Mesmo no auge do clamor das ruas, alguns homens públicos exacerbam uma prática
desavergonhada da corrupção. Há uma compulsão à transgressão que tornou-se uma norma:
“eu faço porque todos fazem”! E na medida em que, historicamente, há a certeza
da impunidade, esses políticos tomam a coisa pública como um bem próprio.
Trata-se de uma relação incestuosa, sem culpa, sem lei, sem mediação paterna, uma
atualização de questões patológicas da vida privada, obscenamente atuada no
público. Parece que esse mal está
no sangue, e tornou-se difícil de ser tratado e extirpado.
Os brasileiros não suportam mais fingir
que a corrupção não existe. Fatos evidenciam que essa praga, a corrupção,
tornou-se uma doença epidêmica, algo de difícil tratamento. É como um câncer
incurável, com metástases, invadindo os tecidos das instituições nacionais, umas
mais que outras.
O que está na base desse distúrbio social,
desse fenômeno que tem conseguido unir o povo, que se constrói a partir de uma
insatisfação generalizada? O que esses jovens desejam em suas fortes movimentações?
É evidente que essas vozes que tomaram as
ruas não se dirigem apenas ao poder público. Os gritos são dirigidos às
autoridades mas, isso vai mais longe e as exigências convocam cada um dos
cidadãos, pais, professores, educadores, a um questionamento.
Por anda a lei, os pais, as
autenticidades dos atos? Onde está a legitimidade do ato de governar? Em nome
do quê está se governando?
Os jovens são sensíveis à questão da
legitimidade. Eles só aceitam limites quando estes partem de um lugar
reconhecido por seu compromisso com a verdade de uma dignidade daquele que
institui esses limites. Isso quer dizer que o discurso inconsciente, vigorando
nas entrelinhas do discurso enunciado, deixa transparecer o verdadeiro e o
falso.
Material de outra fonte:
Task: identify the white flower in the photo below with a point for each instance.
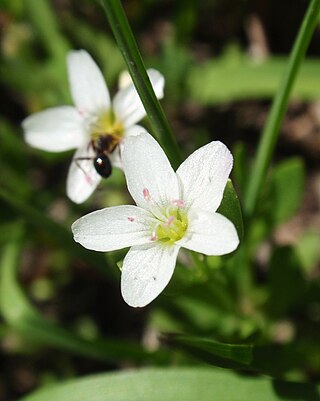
(173, 210)
(93, 119)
Todo jovem se apoia na verdade que recebeu dos adultos para adentrar,
com dignidade, ao mundo adulto.
O governo está infantilizando o povo
brasileiro, arrancando sua capacidade de fazer escolhas autênticas, porque ele
julga saber “o melhor para o povo”. Os jovens brasileiros estão numa anorexia a
um poder legítimo que abra caminhos dignos de seus desejos. Os que ocupam o
poder público esqueceram do vigor de suas próprias aspirações de juventude.
O grito de cada jovem encontra eco na voz
que denuncia o desconforto com os atos desencontrados das autoridades
brasileiras, que dizem uma coisa e fazem outra!
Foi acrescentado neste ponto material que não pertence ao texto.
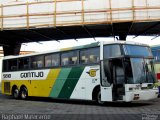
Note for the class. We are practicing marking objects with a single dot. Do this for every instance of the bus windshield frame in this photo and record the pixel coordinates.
(137, 50)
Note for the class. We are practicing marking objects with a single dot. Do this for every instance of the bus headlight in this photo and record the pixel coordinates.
(136, 96)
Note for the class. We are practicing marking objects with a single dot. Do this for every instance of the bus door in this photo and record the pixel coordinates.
(112, 80)
(118, 79)
(106, 88)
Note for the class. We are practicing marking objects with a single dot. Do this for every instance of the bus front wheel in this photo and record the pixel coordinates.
(24, 93)
(99, 98)
(15, 93)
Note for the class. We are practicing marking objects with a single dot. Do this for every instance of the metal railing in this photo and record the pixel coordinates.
(82, 16)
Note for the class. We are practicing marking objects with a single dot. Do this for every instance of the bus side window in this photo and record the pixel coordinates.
(37, 62)
(69, 58)
(89, 56)
(5, 65)
(12, 64)
(23, 63)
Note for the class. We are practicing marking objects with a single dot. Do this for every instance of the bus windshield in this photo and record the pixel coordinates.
(142, 70)
(137, 50)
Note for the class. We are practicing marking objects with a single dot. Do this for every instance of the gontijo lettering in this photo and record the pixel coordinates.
(32, 74)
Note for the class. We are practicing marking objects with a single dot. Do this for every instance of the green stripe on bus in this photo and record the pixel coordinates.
(56, 89)
(71, 82)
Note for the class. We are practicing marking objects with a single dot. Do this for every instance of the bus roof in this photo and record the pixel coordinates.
(74, 48)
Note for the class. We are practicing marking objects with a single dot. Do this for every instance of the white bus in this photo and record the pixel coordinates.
(101, 71)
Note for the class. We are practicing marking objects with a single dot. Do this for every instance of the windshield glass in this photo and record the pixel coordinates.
(137, 50)
(143, 71)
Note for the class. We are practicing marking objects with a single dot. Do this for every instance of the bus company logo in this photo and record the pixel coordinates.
(92, 72)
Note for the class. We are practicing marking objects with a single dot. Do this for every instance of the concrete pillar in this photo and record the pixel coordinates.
(11, 49)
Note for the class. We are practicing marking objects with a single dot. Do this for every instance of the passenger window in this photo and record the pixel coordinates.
(12, 64)
(23, 63)
(89, 56)
(37, 62)
(69, 58)
(52, 60)
(5, 65)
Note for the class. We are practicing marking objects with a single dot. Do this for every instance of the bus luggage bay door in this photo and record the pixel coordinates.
(106, 89)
A função que está sendo profundamente
interrogada nessas manifestações é a autoridade paterna. É desta que advém o
assentimento às leis que regem as relações humanas, de onde emergem as
condições de desejo. A
educação é base que construiria valores mais duradouros. É a estrada sólida
para alguém trilhar seus sonhos e, no entanto, encontra-se obstruída pela
indiferença daqueles que dela deveriam zelar, permitindo a construção de um futuro
promissor.
O inconsciente da juventude capta a não
legitimidade daqueles que ocupam os lugares máximos da nação. Isso quer dizer
que não lhes passa despercebido o fato de que um governo só alcança o
reconhecimento verdadeiro do povo quando seu projeto visa ao bem desse povo, e
não ao poder pelo poder. Entenda-se, aqui, “o bem” como serviços básicos:
educação, saúde, transporte, emprego, segurança de qualidade.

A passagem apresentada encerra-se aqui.